Crucial negotiations between the parties today would either continue a period of relative industrial peace or end in confrontation.

The Planters’ Association of Ceylon ( PA) said prices for plantation commodities, tea and rubber and rubber based products have reduced. The tea price debacle for plantation crops was that tea prices realized were reduced by over Rs. 100 per kilo. Currently the Colombo net sales average ( NSA) is about Rs.350 per kilo. Plantation companies' cost of production ( COP) is in excess, Rs. 450.

Rubber is now an unsaleable product, consequent to a drop in global oil prices. Synthetics have taken over the alternatives and rubber based products now depend on synthetic raw material for their production needs.

Trade Union demands did not consider industrial down trend consequent to such price reductions.

Chairman PA Roshan Rajadurai said their negotiating proposals were based on a productivity formula; that is kilos plucked over the norm, could give an industrious plucker a wage of over Rs. 900 per day. He confirmed such productivity based wage structures were operative in other tea producing countries as well. Notably, India and Kenya.

The main cost component in plantations is worker wages. The cost factor under this expenditure item was about 60 percent. "Our brief, was that although all workers, men or Women, were paid equal wages, the men were less productive than women, Rajadurai said.

"Plantation managements were privatized because they was a drain on state finances.
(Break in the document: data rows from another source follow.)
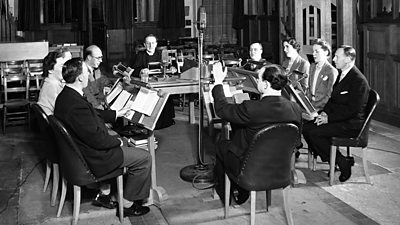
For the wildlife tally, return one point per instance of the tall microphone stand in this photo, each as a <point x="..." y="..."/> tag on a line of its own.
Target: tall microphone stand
<point x="199" y="172"/>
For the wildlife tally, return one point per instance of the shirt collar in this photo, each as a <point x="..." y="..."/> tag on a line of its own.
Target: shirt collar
<point x="80" y="91"/>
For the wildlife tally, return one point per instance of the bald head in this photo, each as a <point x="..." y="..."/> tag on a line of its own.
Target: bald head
<point x="256" y="51"/>
<point x="93" y="56"/>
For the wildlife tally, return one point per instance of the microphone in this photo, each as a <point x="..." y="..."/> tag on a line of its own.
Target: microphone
<point x="164" y="56"/>
<point x="202" y="15"/>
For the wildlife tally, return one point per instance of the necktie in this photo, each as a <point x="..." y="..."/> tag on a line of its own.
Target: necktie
<point x="338" y="78"/>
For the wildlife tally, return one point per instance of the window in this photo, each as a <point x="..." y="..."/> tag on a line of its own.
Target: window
<point x="58" y="11"/>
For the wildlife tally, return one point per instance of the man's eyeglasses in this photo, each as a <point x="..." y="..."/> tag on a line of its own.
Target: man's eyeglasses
<point x="98" y="57"/>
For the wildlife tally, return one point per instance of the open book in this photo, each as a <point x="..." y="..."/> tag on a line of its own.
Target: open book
<point x="144" y="102"/>
<point x="141" y="100"/>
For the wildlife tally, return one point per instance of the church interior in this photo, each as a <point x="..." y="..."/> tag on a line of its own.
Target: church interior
<point x="191" y="35"/>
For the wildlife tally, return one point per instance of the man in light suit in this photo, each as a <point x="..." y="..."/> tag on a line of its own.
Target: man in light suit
<point x="344" y="113"/>
<point x="249" y="117"/>
<point x="322" y="75"/>
<point x="102" y="152"/>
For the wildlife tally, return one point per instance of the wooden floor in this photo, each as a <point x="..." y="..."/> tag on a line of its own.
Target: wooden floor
<point x="22" y="200"/>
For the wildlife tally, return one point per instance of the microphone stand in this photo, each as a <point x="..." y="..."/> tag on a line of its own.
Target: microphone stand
<point x="199" y="172"/>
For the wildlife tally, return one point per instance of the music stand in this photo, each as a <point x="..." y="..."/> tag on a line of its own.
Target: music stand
<point x="250" y="84"/>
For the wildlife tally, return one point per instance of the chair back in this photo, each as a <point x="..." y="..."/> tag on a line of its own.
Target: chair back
<point x="373" y="100"/>
<point x="72" y="163"/>
<point x="14" y="80"/>
<point x="267" y="163"/>
<point x="49" y="144"/>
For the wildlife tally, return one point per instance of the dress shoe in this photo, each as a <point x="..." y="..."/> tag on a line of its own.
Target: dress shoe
<point x="239" y="195"/>
<point x="137" y="209"/>
<point x="336" y="169"/>
<point x="103" y="200"/>
<point x="350" y="159"/>
<point x="345" y="170"/>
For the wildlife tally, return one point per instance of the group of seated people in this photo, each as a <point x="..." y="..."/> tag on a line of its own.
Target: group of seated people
<point x="73" y="92"/>
<point x="339" y="100"/>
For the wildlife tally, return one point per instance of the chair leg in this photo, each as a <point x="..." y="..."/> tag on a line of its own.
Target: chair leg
<point x="268" y="198"/>
<point x="4" y="119"/>
<point x="365" y="165"/>
<point x="56" y="181"/>
<point x="314" y="163"/>
<point x="120" y="198"/>
<point x="286" y="205"/>
<point x="227" y="195"/>
<point x="332" y="164"/>
<point x="310" y="160"/>
<point x="77" y="204"/>
<point x="252" y="207"/>
<point x="293" y="177"/>
<point x="47" y="177"/>
<point x="62" y="197"/>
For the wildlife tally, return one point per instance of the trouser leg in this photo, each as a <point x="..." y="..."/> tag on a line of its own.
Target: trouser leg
<point x="138" y="177"/>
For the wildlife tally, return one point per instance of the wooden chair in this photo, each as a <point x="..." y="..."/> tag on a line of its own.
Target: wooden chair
<point x="34" y="71"/>
<point x="15" y="89"/>
<point x="50" y="151"/>
<point x="75" y="170"/>
<point x="266" y="166"/>
<point x="361" y="141"/>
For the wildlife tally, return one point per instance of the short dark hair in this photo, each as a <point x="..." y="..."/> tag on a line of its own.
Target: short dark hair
<point x="293" y="42"/>
<point x="88" y="51"/>
<point x="324" y="45"/>
<point x="275" y="75"/>
<point x="349" y="51"/>
<point x="72" y="69"/>
<point x="150" y="35"/>
<point x="51" y="59"/>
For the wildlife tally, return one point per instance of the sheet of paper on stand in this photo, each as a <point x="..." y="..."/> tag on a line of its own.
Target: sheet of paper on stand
<point x="121" y="100"/>
<point x="115" y="91"/>
<point x="145" y="101"/>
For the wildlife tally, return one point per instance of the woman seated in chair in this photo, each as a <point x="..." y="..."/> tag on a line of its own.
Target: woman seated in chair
<point x="247" y="119"/>
<point x="53" y="81"/>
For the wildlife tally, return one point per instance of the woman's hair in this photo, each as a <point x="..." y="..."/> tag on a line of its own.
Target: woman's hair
<point x="275" y="75"/>
<point x="349" y="51"/>
<point x="72" y="69"/>
<point x="293" y="42"/>
<point x="324" y="45"/>
<point x="51" y="59"/>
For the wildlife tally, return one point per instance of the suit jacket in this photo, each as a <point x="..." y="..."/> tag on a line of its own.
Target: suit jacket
<point x="348" y="100"/>
<point x="142" y="59"/>
<point x="253" y="115"/>
<point x="87" y="126"/>
<point x="300" y="65"/>
<point x="323" y="88"/>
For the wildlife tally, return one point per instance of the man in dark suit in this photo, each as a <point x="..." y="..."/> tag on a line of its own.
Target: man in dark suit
<point x="103" y="152"/>
<point x="344" y="113"/>
<point x="140" y="65"/>
<point x="248" y="118"/>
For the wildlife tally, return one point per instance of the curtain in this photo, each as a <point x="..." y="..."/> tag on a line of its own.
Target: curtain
<point x="171" y="14"/>
<point x="29" y="15"/>
<point x="119" y="14"/>
<point x="238" y="15"/>
<point x="80" y="15"/>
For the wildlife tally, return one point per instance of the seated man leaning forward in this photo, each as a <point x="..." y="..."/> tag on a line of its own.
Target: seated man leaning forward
<point x="344" y="113"/>
<point x="103" y="152"/>
<point x="249" y="117"/>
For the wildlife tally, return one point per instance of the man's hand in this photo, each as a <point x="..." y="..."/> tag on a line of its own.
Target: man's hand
<point x="122" y="112"/>
<point x="321" y="119"/>
<point x="307" y="116"/>
<point x="219" y="73"/>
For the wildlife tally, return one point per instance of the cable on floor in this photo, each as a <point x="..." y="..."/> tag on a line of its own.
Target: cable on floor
<point x="20" y="185"/>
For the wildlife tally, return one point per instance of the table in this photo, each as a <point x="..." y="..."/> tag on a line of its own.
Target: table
<point x="179" y="86"/>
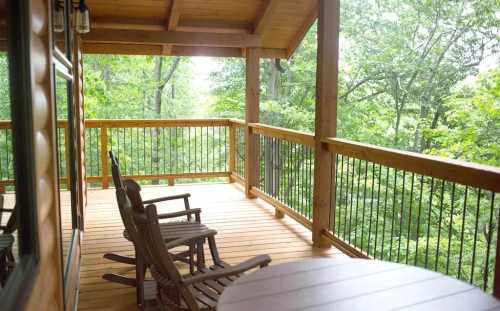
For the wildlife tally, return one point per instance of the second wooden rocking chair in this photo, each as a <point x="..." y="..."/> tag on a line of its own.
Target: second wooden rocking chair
<point x="169" y="230"/>
<point x="193" y="291"/>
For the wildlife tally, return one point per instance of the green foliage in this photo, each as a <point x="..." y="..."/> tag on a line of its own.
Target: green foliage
<point x="471" y="126"/>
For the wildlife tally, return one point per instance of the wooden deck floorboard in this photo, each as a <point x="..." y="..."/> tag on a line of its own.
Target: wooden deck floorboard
<point x="245" y="228"/>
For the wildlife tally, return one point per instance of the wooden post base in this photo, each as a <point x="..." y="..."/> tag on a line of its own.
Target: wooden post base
<point x="321" y="241"/>
<point x="171" y="181"/>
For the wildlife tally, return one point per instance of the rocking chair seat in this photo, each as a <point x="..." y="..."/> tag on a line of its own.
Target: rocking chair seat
<point x="6" y="242"/>
<point x="174" y="230"/>
<point x="206" y="292"/>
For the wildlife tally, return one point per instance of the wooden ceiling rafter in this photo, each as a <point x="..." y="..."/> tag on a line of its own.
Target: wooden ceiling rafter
<point x="218" y="28"/>
<point x="299" y="36"/>
<point x="174" y="38"/>
<point x="172" y="21"/>
<point x="265" y="16"/>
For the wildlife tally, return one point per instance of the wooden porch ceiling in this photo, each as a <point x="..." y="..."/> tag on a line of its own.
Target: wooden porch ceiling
<point x="222" y="28"/>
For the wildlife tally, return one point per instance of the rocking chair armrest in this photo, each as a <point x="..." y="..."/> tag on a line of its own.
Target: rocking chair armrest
<point x="258" y="261"/>
<point x="168" y="198"/>
<point x="190" y="238"/>
<point x="195" y="211"/>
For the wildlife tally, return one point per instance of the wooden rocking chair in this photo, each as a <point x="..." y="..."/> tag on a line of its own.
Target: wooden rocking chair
<point x="170" y="231"/>
<point x="194" y="291"/>
<point x="7" y="260"/>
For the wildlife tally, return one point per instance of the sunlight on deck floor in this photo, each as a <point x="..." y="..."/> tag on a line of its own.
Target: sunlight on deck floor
<point x="245" y="228"/>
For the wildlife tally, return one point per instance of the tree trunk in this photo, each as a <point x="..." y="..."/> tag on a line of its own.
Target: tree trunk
<point x="160" y="86"/>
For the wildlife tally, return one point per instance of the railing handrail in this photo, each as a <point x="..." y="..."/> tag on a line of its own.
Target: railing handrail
<point x="466" y="173"/>
<point x="283" y="133"/>
<point x="132" y="123"/>
<point x="128" y="123"/>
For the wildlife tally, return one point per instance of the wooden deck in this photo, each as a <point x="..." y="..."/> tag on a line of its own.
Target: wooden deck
<point x="245" y="228"/>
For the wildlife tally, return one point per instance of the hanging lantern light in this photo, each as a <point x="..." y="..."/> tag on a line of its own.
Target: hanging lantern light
<point x="82" y="18"/>
<point x="58" y="18"/>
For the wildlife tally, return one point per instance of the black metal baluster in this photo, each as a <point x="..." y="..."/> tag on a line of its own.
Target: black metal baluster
<point x="357" y="204"/>
<point x="488" y="246"/>
<point x="310" y="186"/>
<point x="401" y="216"/>
<point x="418" y="217"/>
<point x="459" y="274"/>
<point x="385" y="211"/>
<point x="393" y="212"/>
<point x="474" y="247"/>
<point x="409" y="218"/>
<point x="352" y="196"/>
<point x="346" y="199"/>
<point x="439" y="225"/>
<point x="289" y="171"/>
<point x="339" y="200"/>
<point x="378" y="204"/>
<point x="452" y="199"/>
<point x="429" y="223"/>
<point x="371" y="213"/>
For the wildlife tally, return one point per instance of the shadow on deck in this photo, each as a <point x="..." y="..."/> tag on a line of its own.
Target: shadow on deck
<point x="245" y="228"/>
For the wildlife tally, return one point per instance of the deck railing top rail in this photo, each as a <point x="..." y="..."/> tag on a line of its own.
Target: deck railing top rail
<point x="466" y="173"/>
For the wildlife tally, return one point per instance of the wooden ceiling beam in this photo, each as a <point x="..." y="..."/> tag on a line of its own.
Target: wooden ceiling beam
<point x="299" y="36"/>
<point x="173" y="37"/>
<point x="265" y="16"/>
<point x="150" y="49"/>
<point x="173" y="16"/>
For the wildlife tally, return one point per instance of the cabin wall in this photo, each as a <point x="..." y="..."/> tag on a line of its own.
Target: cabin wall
<point x="47" y="289"/>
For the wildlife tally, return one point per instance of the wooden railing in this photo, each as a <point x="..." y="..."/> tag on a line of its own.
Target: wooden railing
<point x="159" y="149"/>
<point x="427" y="211"/>
<point x="432" y="212"/>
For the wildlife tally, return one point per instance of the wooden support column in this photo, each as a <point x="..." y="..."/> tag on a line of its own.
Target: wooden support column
<point x="251" y="116"/>
<point x="104" y="157"/>
<point x="232" y="151"/>
<point x="326" y="117"/>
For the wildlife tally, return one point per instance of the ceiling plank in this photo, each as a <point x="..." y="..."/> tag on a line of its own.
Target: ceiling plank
<point x="218" y="26"/>
<point x="299" y="36"/>
<point x="173" y="37"/>
<point x="264" y="17"/>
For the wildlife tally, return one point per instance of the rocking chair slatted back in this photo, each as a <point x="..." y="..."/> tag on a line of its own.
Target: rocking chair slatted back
<point x="131" y="187"/>
<point x="147" y="233"/>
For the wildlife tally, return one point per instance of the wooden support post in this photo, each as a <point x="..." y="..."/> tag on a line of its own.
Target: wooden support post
<point x="496" y="277"/>
<point x="279" y="213"/>
<point x="104" y="157"/>
<point x="66" y="155"/>
<point x="232" y="151"/>
<point x="252" y="116"/>
<point x="326" y="117"/>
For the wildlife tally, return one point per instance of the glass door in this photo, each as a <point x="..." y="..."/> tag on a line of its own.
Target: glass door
<point x="66" y="147"/>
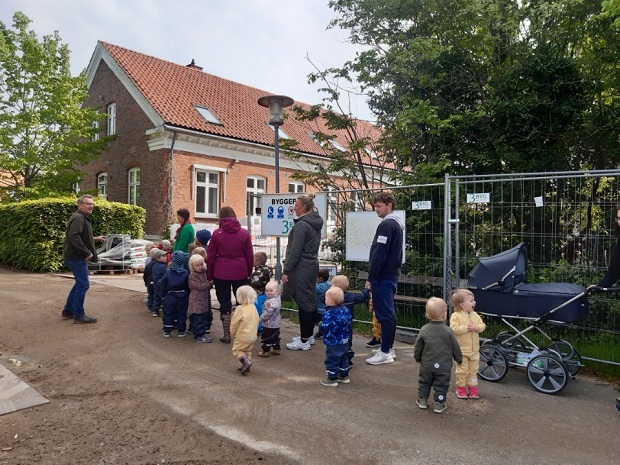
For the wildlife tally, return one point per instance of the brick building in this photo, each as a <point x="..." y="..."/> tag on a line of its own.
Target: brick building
<point x="186" y="138"/>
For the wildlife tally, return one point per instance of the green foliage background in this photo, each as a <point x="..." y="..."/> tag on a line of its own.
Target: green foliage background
<point x="34" y="230"/>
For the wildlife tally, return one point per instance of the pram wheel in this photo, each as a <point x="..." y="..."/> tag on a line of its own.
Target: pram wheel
<point x="493" y="363"/>
<point x="547" y="373"/>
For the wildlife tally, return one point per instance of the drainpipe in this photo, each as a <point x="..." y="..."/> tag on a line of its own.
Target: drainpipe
<point x="171" y="177"/>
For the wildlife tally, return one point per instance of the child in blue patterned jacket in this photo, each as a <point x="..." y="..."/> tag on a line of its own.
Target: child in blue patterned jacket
<point x="336" y="332"/>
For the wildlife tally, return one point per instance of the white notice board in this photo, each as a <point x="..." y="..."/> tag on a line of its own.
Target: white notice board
<point x="277" y="213"/>
<point x="360" y="231"/>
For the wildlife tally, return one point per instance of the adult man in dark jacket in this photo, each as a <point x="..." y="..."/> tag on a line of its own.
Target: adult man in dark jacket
<point x="386" y="256"/>
<point x="78" y="250"/>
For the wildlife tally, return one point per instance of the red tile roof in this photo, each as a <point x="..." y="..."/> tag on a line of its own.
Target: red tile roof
<point x="174" y="89"/>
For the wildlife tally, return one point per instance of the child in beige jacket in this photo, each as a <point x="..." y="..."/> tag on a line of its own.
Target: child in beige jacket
<point x="244" y="326"/>
<point x="467" y="325"/>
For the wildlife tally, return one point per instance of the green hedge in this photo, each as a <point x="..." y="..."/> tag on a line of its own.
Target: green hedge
<point x="33" y="232"/>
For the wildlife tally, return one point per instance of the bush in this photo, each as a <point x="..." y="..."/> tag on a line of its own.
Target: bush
<point x="34" y="230"/>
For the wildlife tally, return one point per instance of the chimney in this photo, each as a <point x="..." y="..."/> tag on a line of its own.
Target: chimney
<point x="194" y="65"/>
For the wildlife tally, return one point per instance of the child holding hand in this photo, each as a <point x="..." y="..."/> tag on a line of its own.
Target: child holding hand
<point x="435" y="348"/>
<point x="243" y="327"/>
<point x="467" y="325"/>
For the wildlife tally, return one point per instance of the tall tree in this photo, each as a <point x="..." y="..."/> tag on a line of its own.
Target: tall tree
<point x="485" y="86"/>
<point x="45" y="134"/>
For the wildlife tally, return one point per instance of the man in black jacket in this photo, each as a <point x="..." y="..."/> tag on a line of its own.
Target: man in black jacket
<point x="78" y="250"/>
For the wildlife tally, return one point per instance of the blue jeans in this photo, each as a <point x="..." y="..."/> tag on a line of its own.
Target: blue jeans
<point x="383" y="292"/>
<point x="75" y="301"/>
<point x="337" y="361"/>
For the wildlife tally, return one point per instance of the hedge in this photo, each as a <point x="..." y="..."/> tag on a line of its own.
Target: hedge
<point x="33" y="231"/>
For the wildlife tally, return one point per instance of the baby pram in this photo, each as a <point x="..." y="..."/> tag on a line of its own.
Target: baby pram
<point x="501" y="290"/>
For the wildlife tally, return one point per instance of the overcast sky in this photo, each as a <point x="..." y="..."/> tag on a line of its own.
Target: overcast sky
<point x="260" y="43"/>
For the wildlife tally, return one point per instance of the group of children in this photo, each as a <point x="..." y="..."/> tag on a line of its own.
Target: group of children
<point x="181" y="284"/>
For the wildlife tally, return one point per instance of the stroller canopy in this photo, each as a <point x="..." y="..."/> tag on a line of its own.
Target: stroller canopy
<point x="506" y="269"/>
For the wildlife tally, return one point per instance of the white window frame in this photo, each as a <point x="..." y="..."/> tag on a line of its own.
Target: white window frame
<point x="212" y="189"/>
<point x="111" y="119"/>
<point x="296" y="186"/>
<point x="252" y="201"/>
<point x="102" y="184"/>
<point x="133" y="186"/>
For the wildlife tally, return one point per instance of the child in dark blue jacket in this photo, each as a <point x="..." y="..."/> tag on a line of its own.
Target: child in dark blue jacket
<point x="350" y="299"/>
<point x="336" y="330"/>
<point x="174" y="289"/>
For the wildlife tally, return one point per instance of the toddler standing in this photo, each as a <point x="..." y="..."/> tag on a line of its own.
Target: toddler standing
<point x="467" y="325"/>
<point x="435" y="348"/>
<point x="200" y="315"/>
<point x="336" y="330"/>
<point x="270" y="318"/>
<point x="175" y="292"/>
<point x="243" y="327"/>
<point x="322" y="284"/>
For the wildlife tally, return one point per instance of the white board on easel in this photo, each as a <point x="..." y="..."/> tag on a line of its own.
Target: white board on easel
<point x="360" y="231"/>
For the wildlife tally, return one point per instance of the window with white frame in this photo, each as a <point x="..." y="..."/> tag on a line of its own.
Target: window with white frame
<point x="295" y="187"/>
<point x="102" y="184"/>
<point x="133" y="191"/>
<point x="207" y="192"/>
<point x="255" y="185"/>
<point x="111" y="119"/>
<point x="96" y="128"/>
<point x="332" y="205"/>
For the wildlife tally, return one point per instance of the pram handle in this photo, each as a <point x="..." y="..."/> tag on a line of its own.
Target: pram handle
<point x="594" y="288"/>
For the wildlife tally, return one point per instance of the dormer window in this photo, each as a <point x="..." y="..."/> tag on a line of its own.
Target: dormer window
<point x="207" y="115"/>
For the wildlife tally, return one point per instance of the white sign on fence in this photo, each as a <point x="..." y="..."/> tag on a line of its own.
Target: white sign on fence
<point x="483" y="197"/>
<point x="277" y="213"/>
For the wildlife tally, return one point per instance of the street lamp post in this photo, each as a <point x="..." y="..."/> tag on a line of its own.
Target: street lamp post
<point x="276" y="105"/>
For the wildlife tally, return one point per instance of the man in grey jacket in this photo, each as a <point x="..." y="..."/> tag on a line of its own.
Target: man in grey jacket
<point x="78" y="250"/>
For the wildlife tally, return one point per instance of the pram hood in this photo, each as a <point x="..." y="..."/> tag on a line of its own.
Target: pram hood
<point x="502" y="272"/>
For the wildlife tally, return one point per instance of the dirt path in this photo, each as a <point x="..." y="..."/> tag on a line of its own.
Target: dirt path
<point x="121" y="393"/>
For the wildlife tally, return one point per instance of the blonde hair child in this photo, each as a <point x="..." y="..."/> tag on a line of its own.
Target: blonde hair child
<point x="244" y="326"/>
<point x="467" y="325"/>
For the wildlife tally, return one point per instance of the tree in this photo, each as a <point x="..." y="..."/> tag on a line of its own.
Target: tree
<point x="475" y="87"/>
<point x="45" y="134"/>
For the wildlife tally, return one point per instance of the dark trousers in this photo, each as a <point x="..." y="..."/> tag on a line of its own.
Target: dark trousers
<point x="383" y="292"/>
<point x="270" y="337"/>
<point x="200" y="322"/>
<point x="150" y="296"/>
<point x="440" y="382"/>
<point x="175" y="311"/>
<point x="337" y="361"/>
<point x="222" y="292"/>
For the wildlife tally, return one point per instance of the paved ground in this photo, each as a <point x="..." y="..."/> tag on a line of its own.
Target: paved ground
<point x="121" y="393"/>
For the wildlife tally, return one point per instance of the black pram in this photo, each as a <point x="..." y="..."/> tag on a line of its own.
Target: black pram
<point x="501" y="290"/>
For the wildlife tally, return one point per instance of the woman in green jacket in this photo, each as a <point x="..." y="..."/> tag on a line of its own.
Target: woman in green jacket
<point x="185" y="234"/>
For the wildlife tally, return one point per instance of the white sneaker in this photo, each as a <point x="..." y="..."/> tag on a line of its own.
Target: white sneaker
<point x="298" y="345"/>
<point x="380" y="358"/>
<point x="310" y="339"/>
<point x="392" y="352"/>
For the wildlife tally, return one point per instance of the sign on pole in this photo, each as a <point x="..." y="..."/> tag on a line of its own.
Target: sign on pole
<point x="277" y="213"/>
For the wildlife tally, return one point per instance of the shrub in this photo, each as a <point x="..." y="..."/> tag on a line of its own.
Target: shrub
<point x="34" y="230"/>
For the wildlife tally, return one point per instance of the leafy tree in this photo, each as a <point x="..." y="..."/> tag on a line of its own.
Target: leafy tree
<point x="474" y="87"/>
<point x="45" y="134"/>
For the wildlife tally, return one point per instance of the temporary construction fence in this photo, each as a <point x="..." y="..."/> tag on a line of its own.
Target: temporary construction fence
<point x="566" y="219"/>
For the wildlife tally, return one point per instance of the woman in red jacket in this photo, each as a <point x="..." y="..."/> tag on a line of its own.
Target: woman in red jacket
<point x="230" y="260"/>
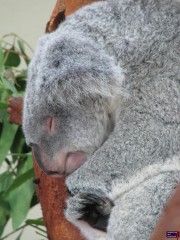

There was no plausible reason to believe that state ownership of the plantations could continue to be operative at that financial level. Privatization, subject to emergence of the ‘Golden Share Holder’ was a feature of the process at that time. 1992.

"Plantations were privatized. Since then plantation companies sustained continuous losses. There were about three years, some companies were profitable.

"Collectively, losses over the past approximately 20 years were substantial, Rajadurai, said. Cumulative losses amount to approximately Rs. 55 billion.

"The hypothetical position would have been that if plantations continued under state control such expenditure would have been the responsibility of the Treasury.

"Apart from wages, Plantation Companies invested in improvement to these holdings to ensure industry continuation. Factories were modernized, infrastructure improved, and more importantly welfare facilities were attributes that focused on allround improvement to worker welfare, Rajadurai pointed out.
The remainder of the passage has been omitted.